В этих "новых" обстоятельствах становится очевидной постоянная борьба между теми, кто пытается контролировать контент в интернете, и теми, кто хочет отобрать контроль у крупных веб-платформ. Ускоряющийся цикл между теми, кто пытается публиковать, и теми, кто пытается цензурировать, свидетельствует об использовании архива в качестве оружия. В этой цифровой среде "прямо к публикации" санкционированное и незаконное, санированное и разоблаченное, доброкачественное и токсичное - все они борются за внимание в живом и непрерывном пространстве сражений Радикальной войны. Это делает память о войне не столько траекторией, по которой можно двигаться к устоявшемуся, социальному пониманию прошлого, сколько цифровой политикой неспокойного настоящего. Этому способствуют соединительные эффекты современных информационных инфраструктур, где средства коммуникации и архивы превращаются в повседневный мир новостного цикла социальных сетей. Следствием этого является неограниченная способность к мгновенному воспроизведению, которая не позволяет молчать, не поощряет человеческое воображение или естественную рефлексию для размышления или забывания.
Таким образом, война оказывается застигнутой при переходе "от эпохи записанной памяти к эпохе потенциальной памяти" (Bowker 2007, p. 26).
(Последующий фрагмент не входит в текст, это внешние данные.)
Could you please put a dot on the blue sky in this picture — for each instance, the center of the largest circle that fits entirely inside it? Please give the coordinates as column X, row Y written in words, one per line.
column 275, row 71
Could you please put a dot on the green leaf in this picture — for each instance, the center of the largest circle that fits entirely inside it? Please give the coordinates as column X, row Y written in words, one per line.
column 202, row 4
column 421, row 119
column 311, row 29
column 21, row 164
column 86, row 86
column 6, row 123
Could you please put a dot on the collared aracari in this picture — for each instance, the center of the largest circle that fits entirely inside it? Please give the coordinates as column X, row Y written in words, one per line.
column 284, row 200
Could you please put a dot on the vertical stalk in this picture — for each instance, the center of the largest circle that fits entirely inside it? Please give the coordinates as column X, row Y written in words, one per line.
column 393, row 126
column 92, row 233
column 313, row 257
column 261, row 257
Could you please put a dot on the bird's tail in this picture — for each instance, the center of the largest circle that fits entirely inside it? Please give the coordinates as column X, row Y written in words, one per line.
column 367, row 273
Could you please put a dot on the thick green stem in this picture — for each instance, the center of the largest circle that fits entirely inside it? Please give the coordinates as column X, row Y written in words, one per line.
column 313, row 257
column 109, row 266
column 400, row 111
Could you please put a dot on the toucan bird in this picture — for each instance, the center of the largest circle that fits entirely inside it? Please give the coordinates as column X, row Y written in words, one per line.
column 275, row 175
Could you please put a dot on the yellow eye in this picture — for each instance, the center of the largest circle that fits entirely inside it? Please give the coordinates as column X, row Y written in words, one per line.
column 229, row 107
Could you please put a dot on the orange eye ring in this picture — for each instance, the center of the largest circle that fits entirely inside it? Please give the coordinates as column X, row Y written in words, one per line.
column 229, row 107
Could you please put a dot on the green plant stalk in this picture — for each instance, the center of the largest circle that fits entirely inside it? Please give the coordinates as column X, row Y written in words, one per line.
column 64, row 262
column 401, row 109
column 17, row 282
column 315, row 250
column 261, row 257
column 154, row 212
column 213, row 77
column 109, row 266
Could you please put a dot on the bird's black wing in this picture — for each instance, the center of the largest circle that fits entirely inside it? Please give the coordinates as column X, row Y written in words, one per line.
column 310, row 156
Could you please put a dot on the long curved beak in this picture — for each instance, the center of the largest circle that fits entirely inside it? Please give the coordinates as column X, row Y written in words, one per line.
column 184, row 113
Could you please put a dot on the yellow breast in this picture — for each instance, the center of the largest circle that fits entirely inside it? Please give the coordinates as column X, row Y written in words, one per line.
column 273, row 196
В этом контексте архив не может предложить нейтральную калибровку для определения того, как интерпретировать переход от записанной к потенциальной памяти. Вместо этого архив становится источником для усиления умозаключений о прошлом. Укрепляющие умозаключения обретают собственную жизнь, зацикливаются и не могут достичь того понимания прошлого в обществе, которое было возможно в эпоху аналогового вещания. С этой точки зрения, память в контексте двадцатого века может быть карикатурно представлена как обладающая заметной траекторией репрезентации и осаждения, которая прошла через упадок и разложение печатных изданий и магнитных лент, на которых она была впервые запечатлена. Однако война, ведущаяся в современную эпоху потенциальной памяти, заперта в вечной призме. Множество конкурирующих видений, быстро и непрерывно циркулирующих вокруг одного события, а также связь и заражение от конкретного момента питают не поддающееся исчислению количество информационных петель.
Но в эпоху потенциальной памяти, когда все записанные данные могут быть использованы для отслеживания отдельных целей, архив также предлагает возможность бесконечного числа целей. Эти цели могут быть идентифицированы путем опроса того, что было записано, выявляя скрытые сети в зависимости от того, с кем человек был связан. Таким образом, архив становится оружием, представляя собой двойной ход, в котором потенциальная память подкрепляет выводы из прошлого и в то же время формирует материал, который постоянно питает потребности тех, кто ищет противника-заговорщика. Таким образом, место архива в "Радикальной войне" не ограничивается тем, как общество XXI века конструирует историю, но и непосредственно участвует в процессе переопределения того, как мы понимаем и конструируем идею врага.